Jesus at Nazareth: Mark 6, 1-6

James Tissot, Jesus in the Synagogue of Nazareth, Brooklyn Museum

The evangelists Matthew, Mark and Luke all say that Jesus after he began his ministry went back to Nazareth where he’s rejected by those who knew him from his childhood. The evangelists describe the visit taking place at different times.  Mark’s gospel says he returned to Nazareth after he raised a little girl from the dead. A miracle like that would be widely known, the girl’s father, Jairus, was an official in the synagogue.

Mark also says that before Jesus returned to Nazareth, others were already questioning the marvelous things he did. Scribes from Jerusalem, the religious experts of the time, came and warned about him. “Keep away from him, they said.”

So when Jesus visited Nazareth there were already suspicions, warnings about him. But still, after raising a little girl to life, you would think he would be well received as he taught in the synagogue at Nazareth. He wasn’t. 

Over and over we hear in Mark’s Gospel what we wouldn’t expect: that Jesus was rejected in places where he went. In Capernaum, he drives out an unclean spirit, cures Peter’s mother-in-law and, at the end of the day, the whole town is at his door. {Mark 1, 16-34) But the enthusiasm doesn’t last. Capernaum and other towns in Galilee first receive him, then reject him. (Matthew 11,23)

In pagan territory, over the Sea of Galilee on the east bank, he also meets rejection. He casts out the unclean spirit there, as he did at Capernaum, but when the pigs stampede down into the sea the townspeople ask him to leave. He’s endangering their economy, they say. (Mark 5, 1-20)

Jesus doesn’t have continual path of success in his ministry, or an unbroken parade of achievements, Mark insists. Even his own hometown, his family, don’t receive him well. Final rejection takes place on Calvary in his passion and death, but rejection and misunderstanding meet him all through his public life.

Nazareth has a prominent place in the story of Jesus’ rejection. From his earliest years as a child, he was thought little of there, it seems. Later apocryphal gospels that date from the 2nd century relate miraculous stories about Jesus as a child in Nazareth, but they lack credibility. Jesus did nothing remarkable in his “hidden years.” Some blissful modern portrayals in music and art miss this point. They did not watch his every move with expectation as he grew up.

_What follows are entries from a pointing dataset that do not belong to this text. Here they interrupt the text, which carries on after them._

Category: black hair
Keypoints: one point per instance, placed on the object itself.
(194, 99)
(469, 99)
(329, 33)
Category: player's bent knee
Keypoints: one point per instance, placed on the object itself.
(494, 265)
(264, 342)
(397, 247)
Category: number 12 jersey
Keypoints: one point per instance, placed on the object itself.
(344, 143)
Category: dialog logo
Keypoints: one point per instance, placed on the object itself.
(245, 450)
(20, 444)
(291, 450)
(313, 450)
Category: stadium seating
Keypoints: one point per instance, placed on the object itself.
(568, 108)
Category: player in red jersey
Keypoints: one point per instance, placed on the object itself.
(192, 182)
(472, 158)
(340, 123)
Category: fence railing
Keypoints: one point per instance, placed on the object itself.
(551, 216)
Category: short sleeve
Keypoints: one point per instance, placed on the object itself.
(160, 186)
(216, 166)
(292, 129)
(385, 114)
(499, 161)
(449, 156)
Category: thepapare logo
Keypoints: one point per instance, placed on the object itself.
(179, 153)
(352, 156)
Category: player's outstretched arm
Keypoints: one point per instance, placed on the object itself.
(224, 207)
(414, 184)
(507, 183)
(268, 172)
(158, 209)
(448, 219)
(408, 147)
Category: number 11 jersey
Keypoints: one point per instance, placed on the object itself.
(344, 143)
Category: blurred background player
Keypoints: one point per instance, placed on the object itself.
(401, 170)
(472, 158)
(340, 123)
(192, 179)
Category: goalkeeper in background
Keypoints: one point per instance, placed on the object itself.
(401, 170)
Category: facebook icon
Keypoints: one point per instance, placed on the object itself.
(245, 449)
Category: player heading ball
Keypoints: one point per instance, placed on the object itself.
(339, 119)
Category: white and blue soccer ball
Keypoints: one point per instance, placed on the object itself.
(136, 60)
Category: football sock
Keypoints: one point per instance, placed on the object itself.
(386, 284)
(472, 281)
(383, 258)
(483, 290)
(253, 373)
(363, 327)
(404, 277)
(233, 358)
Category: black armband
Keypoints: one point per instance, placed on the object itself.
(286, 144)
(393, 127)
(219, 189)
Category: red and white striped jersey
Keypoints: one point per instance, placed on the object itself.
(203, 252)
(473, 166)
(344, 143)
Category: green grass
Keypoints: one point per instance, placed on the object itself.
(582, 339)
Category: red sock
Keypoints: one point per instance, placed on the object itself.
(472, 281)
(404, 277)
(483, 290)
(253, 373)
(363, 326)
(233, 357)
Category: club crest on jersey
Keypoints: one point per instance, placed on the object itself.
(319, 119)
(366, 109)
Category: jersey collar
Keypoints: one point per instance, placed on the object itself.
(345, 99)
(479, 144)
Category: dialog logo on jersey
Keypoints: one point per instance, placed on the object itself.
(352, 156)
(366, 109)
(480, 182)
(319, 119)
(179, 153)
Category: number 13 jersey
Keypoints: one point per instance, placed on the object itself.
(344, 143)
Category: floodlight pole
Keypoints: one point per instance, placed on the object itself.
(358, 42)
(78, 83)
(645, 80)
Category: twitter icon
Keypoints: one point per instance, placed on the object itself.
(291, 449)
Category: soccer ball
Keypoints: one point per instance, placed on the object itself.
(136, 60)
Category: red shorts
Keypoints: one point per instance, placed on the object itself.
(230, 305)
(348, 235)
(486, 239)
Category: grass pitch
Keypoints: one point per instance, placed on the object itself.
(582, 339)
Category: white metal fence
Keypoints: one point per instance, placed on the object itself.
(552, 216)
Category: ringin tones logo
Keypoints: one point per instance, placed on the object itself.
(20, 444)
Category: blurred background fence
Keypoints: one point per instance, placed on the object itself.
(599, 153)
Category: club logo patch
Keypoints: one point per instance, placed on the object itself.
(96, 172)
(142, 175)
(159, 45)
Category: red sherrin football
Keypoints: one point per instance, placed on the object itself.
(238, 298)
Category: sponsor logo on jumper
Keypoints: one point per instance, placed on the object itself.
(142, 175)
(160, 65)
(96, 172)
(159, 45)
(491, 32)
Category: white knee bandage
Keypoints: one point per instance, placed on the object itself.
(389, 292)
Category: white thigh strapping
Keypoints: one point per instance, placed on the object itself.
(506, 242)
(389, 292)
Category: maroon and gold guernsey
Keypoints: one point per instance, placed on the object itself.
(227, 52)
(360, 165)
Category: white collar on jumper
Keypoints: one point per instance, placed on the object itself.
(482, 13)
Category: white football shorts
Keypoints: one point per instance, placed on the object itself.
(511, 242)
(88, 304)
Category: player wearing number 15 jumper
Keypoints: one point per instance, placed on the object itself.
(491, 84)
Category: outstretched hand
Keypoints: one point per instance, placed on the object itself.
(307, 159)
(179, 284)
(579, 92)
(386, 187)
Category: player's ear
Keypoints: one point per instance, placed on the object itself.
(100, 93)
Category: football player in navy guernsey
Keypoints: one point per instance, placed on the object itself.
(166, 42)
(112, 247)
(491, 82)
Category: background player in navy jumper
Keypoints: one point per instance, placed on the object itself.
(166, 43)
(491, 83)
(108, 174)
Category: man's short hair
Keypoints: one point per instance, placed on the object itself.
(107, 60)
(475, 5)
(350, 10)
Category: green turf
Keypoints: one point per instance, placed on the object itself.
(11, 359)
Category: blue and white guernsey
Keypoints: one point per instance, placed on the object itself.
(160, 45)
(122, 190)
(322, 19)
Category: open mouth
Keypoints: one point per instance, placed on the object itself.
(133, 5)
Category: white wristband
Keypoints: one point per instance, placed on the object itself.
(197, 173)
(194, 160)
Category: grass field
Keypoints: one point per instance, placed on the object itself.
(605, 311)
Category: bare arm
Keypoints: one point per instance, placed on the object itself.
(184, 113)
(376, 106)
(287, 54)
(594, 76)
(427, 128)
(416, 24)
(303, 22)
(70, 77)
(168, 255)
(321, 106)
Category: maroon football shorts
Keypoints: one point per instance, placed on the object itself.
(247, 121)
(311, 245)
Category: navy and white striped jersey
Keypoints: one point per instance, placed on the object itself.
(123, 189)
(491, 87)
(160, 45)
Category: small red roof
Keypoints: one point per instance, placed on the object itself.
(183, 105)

Jesus “was not able to perform any might deed” in Nazareth; he did not impress or convert many there, as far as we know. He was just “the carpenter’s son.”  Like any other human being, he seemed part of the world in which he lived, someone of the time and place. Subject to Mary and Joseph, hardly noticed, “ he grew in wisdom and age and grace before God and man.” (Luke 2,52)

From his time and through the centuries, Nazareth never seems to have accepted the one we call God’s Son. Historians say early Jewish-Christians after his resurrection were expelled from the town. The Christian presence in Nazareth has been small, even till today.

Nazareth is part of the mystery of the Incarnation. The scandal of the Incarnation.

Recent commentaries on the Passion of Jesus, like those of Fr. Donald Senior, CP,  ask us to recognize that mystery of Jesus, not only as he enters the Garden of Gethsemane, but all through his life. Well before Gethsemane, Jesus knew suffering. He knew it in Nazareth, where rejection of him continued.  Earlier, Mark’s gospel says, members of his own family came to Capernaum trying to take him home because they said he was out of his mind.

We limit our understanding of Jesus if we see him only as a powerful teacher, a merciful worker of cures, one who commands the wind and the sea. The evangelists remind us by incidents like this that Jesus, who was in the form of God, humbled himself. He carried a silent cross. a cross unseen, before the cross of wood was given him.